Watch the video or read the full transcript below.
Transcript
Eric Bradlow: Welcome to the Analytics at Wharton and AI at Wharton podcast series on artificial intelligence. My name’s Eric Bradlow, professor of marketing and statistics here at the Wharton School. I’m also the vice dean of Analytics. What we’re doing in this series is to explore the role of artificial intelligence in various aspects of business. And today certainly is no exception. Maybe [this topic is] one that most people consider the most exciting, which is artificial intelligence in innovation management.
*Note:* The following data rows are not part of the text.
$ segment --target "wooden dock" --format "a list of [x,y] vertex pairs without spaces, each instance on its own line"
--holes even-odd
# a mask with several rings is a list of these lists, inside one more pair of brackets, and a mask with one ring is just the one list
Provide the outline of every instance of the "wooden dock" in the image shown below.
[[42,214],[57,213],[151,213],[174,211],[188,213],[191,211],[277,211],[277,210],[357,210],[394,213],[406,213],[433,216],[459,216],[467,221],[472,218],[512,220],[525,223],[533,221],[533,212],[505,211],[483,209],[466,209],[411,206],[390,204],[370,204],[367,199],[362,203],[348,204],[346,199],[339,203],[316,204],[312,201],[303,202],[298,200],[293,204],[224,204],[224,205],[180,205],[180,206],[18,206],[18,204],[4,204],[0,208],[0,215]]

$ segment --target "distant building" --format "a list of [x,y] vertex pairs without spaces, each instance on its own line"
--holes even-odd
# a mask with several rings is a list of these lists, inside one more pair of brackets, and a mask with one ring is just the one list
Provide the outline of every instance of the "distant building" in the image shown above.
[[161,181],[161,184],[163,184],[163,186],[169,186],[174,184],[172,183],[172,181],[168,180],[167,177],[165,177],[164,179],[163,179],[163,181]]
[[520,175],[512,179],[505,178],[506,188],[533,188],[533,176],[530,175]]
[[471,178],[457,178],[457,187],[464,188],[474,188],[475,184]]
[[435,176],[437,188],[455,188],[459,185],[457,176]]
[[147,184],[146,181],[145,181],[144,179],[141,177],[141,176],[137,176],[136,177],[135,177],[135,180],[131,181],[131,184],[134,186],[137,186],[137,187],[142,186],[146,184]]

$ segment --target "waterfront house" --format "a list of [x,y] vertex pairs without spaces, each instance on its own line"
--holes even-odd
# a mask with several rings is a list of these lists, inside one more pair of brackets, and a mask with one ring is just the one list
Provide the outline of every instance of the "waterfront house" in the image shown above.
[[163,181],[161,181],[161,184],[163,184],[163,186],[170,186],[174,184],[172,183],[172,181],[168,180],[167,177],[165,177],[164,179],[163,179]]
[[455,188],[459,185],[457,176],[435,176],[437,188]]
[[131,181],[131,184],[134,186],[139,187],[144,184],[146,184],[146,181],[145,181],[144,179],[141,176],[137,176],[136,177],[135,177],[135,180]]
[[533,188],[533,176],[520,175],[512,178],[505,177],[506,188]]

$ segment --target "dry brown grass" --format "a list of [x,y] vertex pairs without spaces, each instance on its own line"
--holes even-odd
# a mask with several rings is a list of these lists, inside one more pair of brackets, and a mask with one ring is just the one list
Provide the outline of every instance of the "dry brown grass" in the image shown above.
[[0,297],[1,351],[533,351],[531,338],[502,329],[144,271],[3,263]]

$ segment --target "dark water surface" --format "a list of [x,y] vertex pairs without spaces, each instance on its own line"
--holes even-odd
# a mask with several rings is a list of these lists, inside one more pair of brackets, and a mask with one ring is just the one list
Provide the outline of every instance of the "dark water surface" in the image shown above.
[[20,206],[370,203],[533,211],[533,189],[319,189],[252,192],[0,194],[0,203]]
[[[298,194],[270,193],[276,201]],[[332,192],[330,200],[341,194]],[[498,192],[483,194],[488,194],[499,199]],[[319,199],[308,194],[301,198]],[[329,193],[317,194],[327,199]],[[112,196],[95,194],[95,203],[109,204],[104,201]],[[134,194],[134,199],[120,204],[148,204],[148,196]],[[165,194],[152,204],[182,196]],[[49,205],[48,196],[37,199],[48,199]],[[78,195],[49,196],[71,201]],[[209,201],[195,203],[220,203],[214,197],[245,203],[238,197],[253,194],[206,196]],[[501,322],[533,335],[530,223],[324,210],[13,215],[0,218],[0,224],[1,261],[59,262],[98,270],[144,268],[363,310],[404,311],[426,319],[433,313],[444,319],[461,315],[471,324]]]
I’m joined by two of my colleagues. First is Valery Yakubovich. Valery is executive director of the Mack Institute for Innovation Management. The Mack Institute focuses on creating synergies between research teaching and the practice of innovation management within the school. So Valery, welcome to our podcast.
Valery Yakubovich: Thank you. Glad to be here.
Bradlow: I’m also joined by my friend and colleague Christian Terwiesch. Christian is the Andrew M. Heller Professor at the Wharton School. He’s a professor and chair of the Wharton Operations, Information and Decisions Department here. He’s also co-director of the Mack Institute. And he also holds a faculty appointment in the Perelman School of Medicine. Christian, welcome to the show.
Christian Terwiesch: Thanks for having us.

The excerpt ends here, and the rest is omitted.